Two guys who have been right on so many levels, Thomas E. Mann and Norman J. Ornstein, took a look at a few "solutions" from the right will only make things worse. There take on "term limits" is the one that stands out. Dumb Ron Johnson recently said in an interview that Mitt Romney told him how he would only be president one term, get what he wanted done, and move on. That didn't sit well with me, and Mann and Ornstein's trashing of term limits explains why:
We’ve all heard the laments — we’ve made some of them ourselves — that Washington is broken. Here are (some) much-praised solutions we should avoid:Term limits will save us: Term limits, we’re told, would replace them with citizen-lawmakers who cared less about reelection and more about acting on behalf of their fellow citizens — thus restoring Congress to its intended role as the citadel of deliberative democracy.
Does it work? Instead of channeling ambition in the right, public-interest direction, term limits have the opposite effect: New lawmakers immediately begin planning for ways to reach the next level, or to find lucrative lobbying jobs when they are term-limited out. They have no incentive to do things for the long-term and no regard for maintaining their own institutions. With the loss of expertise among senior lawmakers, power devolves to permanent staff members and to lobbyists.

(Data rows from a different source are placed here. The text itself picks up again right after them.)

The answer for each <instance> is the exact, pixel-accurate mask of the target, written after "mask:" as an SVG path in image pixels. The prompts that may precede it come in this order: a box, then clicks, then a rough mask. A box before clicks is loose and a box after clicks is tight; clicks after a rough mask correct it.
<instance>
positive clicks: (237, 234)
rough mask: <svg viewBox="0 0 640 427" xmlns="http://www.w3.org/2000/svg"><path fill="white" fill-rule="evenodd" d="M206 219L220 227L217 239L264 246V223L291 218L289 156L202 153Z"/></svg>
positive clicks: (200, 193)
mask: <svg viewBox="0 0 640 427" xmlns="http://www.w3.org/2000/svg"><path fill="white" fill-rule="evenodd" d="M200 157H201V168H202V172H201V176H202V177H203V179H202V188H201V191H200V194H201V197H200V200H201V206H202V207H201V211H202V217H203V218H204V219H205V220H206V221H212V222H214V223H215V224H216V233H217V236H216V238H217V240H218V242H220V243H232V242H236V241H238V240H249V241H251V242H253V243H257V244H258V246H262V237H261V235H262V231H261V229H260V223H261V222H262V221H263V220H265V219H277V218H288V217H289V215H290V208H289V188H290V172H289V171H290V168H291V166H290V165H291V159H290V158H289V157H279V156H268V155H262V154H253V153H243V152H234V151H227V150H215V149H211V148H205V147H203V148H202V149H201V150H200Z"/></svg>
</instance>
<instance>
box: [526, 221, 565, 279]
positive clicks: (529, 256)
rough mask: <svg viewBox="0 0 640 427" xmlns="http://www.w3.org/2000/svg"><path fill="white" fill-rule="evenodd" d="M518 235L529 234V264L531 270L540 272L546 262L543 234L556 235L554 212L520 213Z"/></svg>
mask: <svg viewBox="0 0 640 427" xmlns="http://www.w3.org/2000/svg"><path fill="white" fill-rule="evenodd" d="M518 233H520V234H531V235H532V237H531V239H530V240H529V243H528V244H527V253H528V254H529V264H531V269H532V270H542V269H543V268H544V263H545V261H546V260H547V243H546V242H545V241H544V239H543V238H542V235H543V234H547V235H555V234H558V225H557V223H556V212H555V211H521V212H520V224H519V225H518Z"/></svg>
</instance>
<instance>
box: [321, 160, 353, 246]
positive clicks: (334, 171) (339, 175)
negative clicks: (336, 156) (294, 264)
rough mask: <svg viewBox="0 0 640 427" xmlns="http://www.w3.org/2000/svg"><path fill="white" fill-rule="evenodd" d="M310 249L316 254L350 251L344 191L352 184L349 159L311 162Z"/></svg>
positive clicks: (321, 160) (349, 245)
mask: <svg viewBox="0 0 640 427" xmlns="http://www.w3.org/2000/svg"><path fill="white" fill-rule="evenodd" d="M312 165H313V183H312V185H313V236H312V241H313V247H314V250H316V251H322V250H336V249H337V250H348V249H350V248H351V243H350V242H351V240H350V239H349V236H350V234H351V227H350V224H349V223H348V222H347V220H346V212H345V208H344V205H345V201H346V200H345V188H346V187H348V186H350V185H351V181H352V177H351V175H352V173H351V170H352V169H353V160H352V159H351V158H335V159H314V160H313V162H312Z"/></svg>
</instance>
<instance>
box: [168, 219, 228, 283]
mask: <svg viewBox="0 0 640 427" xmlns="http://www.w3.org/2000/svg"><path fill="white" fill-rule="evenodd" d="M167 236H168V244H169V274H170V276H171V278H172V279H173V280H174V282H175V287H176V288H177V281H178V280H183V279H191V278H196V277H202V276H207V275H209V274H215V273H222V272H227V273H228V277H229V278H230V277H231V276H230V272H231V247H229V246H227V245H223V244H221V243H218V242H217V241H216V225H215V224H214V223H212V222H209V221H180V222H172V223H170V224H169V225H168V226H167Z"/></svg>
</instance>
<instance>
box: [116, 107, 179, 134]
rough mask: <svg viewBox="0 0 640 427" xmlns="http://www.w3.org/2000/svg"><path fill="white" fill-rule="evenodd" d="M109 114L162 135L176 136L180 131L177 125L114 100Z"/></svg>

The magic of a Balanced Budget Amendment:
Another hardy perennial … After all, 49 states have such an amendment in their constitutions, so why not Washington?In fact, the states’ balanced budgets are the best reason to avoid one at the federal level. When a downturn occurs, basic economic theory tells us that we need “counter-cyclical” policies to inject adrenaline into a fatigued economy — meaning more government spending and/or lower taxes. States do the opposite: A downturn means less revenue and more demands from unemployed residents … The fiscal drag from states in the recent Great Recession amounted to $800 billion, which the Obama administration’s stimulus plan barely offset. A federal balanced-budget amendment would only have aggravated the downturn — the economic equivalent of bleeding an anemic patient.
Maintaining fiscal flexibility is critical in the American political system, particularly in a globalized economy where less and less of our destiny is under our control. And the experience of the 1990s demonstrates that the White House and Congress together can take the steps needed to balance the budget under existing rules.